そのまま駆け出そうとする彼女を、俺は呼び止めた。


「ま、待て。お前、あのチビ龍か」


 首を左右に振る。


「え? 違うの?」


 どう見たってあの時、荒木さんと一緒にいた女の子だ。


彼女の足が動く。


「ハク! ハクちゃん?」


 そう呼ぶと、ようやく彼女はうなずいた。


「あ、あっそ。
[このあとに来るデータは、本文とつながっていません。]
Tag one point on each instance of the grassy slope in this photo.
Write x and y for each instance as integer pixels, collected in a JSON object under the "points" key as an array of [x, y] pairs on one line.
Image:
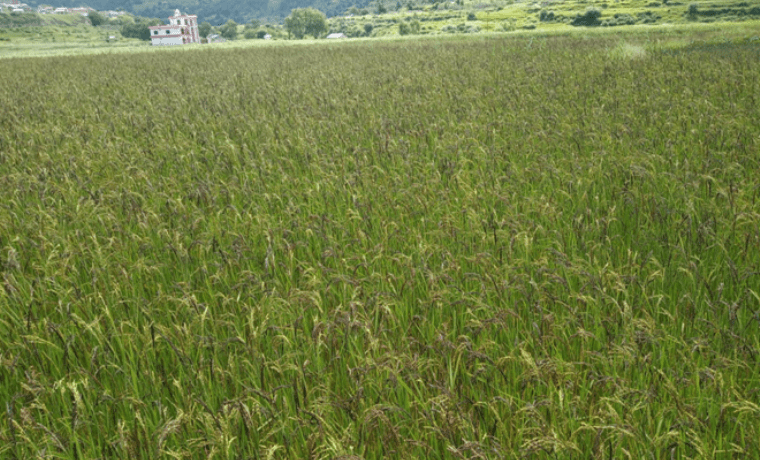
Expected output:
{"points": [[495, 246]]}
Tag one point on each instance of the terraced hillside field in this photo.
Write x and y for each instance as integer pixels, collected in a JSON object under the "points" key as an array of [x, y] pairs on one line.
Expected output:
{"points": [[503, 247]]}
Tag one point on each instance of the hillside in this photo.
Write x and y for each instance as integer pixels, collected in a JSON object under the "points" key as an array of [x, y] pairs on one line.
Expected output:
{"points": [[215, 11], [496, 15]]}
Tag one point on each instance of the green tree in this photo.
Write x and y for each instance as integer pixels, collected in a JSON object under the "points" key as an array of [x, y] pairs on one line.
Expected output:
{"points": [[306, 21], [229, 30], [204, 29], [96, 18]]}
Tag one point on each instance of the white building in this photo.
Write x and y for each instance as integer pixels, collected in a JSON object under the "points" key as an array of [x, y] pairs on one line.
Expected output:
{"points": [[182, 29]]}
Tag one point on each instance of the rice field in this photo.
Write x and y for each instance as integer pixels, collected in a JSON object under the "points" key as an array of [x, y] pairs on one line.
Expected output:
{"points": [[526, 246]]}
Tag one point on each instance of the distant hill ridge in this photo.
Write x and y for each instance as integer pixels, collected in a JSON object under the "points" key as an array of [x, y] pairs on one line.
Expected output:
{"points": [[214, 11]]}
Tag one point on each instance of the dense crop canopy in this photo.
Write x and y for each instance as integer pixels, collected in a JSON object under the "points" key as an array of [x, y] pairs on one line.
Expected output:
{"points": [[526, 247]]}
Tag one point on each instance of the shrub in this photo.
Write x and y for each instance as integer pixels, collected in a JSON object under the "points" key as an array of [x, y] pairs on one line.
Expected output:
{"points": [[546, 16], [589, 19]]}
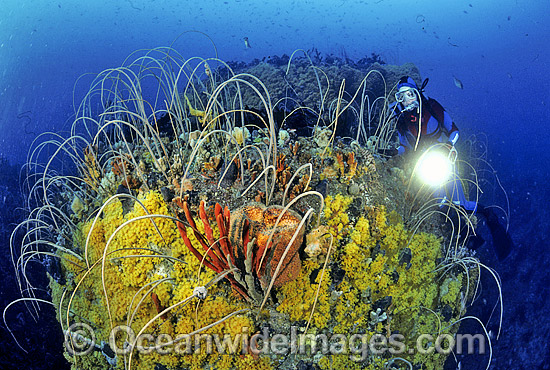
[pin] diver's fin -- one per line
(502, 242)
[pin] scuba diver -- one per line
(421, 123)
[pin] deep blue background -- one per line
(498, 49)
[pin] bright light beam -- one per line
(434, 168)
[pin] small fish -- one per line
(458, 83)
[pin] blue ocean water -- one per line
(497, 49)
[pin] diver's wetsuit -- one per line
(435, 122)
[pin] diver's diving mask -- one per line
(405, 94)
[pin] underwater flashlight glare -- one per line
(434, 168)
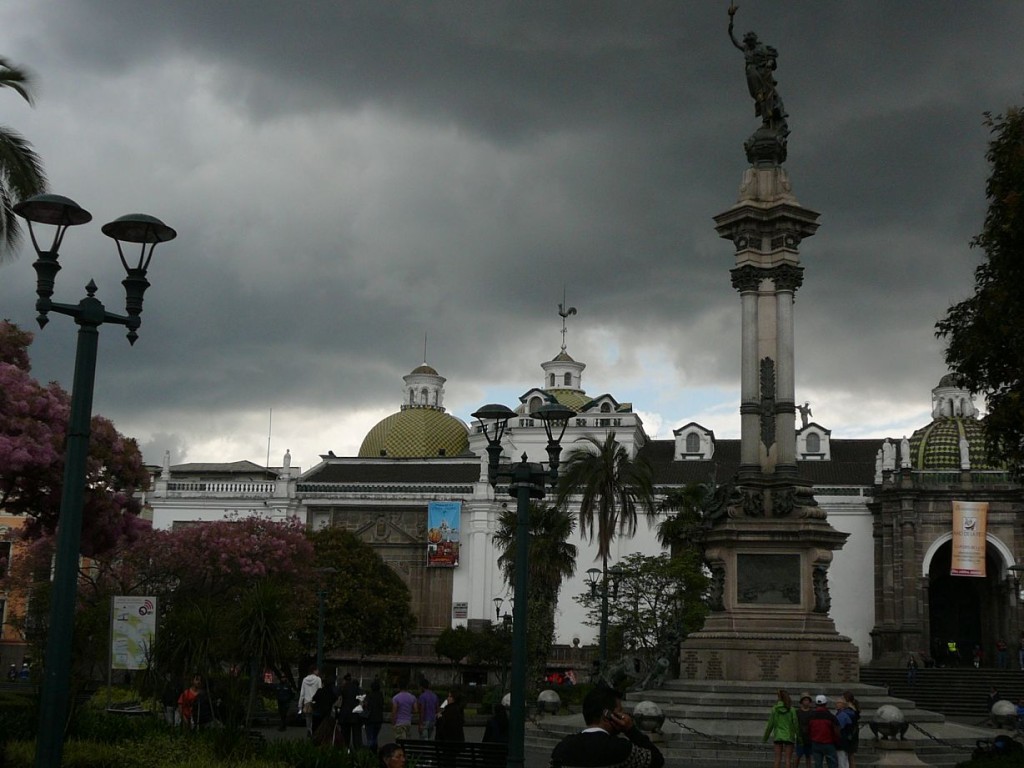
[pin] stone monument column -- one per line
(767, 542)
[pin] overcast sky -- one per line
(347, 176)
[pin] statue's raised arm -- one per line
(732, 12)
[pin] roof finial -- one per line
(564, 313)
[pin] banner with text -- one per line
(970, 527)
(133, 627)
(442, 534)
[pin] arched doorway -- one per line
(968, 610)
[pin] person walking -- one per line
(452, 719)
(610, 737)
(429, 706)
(850, 736)
(309, 687)
(823, 730)
(373, 712)
(402, 710)
(349, 722)
(804, 738)
(782, 729)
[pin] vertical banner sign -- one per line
(442, 534)
(970, 526)
(133, 627)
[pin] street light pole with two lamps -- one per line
(526, 480)
(89, 313)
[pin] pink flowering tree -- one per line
(33, 435)
(231, 595)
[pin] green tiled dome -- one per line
(937, 445)
(416, 433)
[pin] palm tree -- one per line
(684, 528)
(20, 169)
(611, 486)
(552, 560)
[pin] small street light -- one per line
(89, 313)
(599, 584)
(322, 594)
(526, 480)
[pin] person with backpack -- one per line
(822, 727)
(782, 729)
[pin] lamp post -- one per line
(89, 313)
(526, 480)
(595, 578)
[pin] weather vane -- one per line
(563, 313)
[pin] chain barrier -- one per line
(944, 742)
(743, 744)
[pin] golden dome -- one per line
(416, 433)
(937, 445)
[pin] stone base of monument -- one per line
(897, 753)
(721, 725)
(822, 658)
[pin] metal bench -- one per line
(454, 754)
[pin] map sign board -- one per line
(133, 627)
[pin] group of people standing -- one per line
(346, 716)
(813, 732)
(342, 714)
(443, 721)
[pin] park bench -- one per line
(454, 754)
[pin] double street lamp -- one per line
(525, 480)
(89, 313)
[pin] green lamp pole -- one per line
(526, 480)
(89, 313)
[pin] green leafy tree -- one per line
(683, 528)
(368, 606)
(985, 345)
(20, 169)
(455, 644)
(552, 560)
(654, 603)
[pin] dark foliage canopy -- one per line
(984, 332)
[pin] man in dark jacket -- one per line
(822, 727)
(600, 744)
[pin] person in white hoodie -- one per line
(310, 684)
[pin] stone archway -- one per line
(968, 610)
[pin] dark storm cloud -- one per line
(347, 175)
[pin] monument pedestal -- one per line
(769, 594)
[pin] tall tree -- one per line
(552, 560)
(612, 486)
(369, 606)
(20, 169)
(656, 601)
(33, 436)
(985, 344)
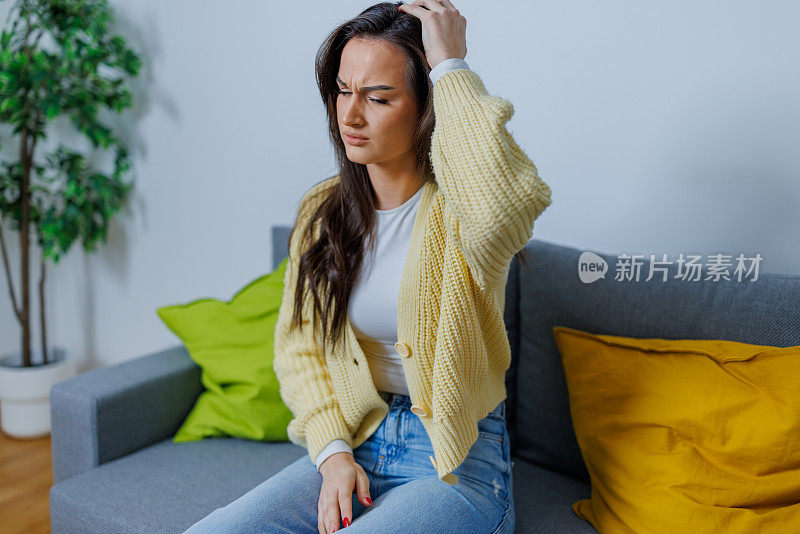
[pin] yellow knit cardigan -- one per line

……チビじゃなくて、ハクなのね」


 怒っているのか不満なのか、よく分からない目でじっと見てくる。


やっぱ面倒臭い。


「どっから出てきたんだよ」


 指さした藪をかき分ける。


鋼の芯が入っているはずのフェンスが、わずかに突き破られていた。


「もしかして、お前がやったの?」


 それに返事はない。


黙ったままじっと立っているその姿は、小生意気なチビ龍そのものだ。


「こんなところで何をしている」


 振り返った。


いまが一番忙しいはずの荒木さんが立っている。


その荒木さんが手を伸ばすと、ハクはとことことかけより、その手をぎゅっと握りしめた。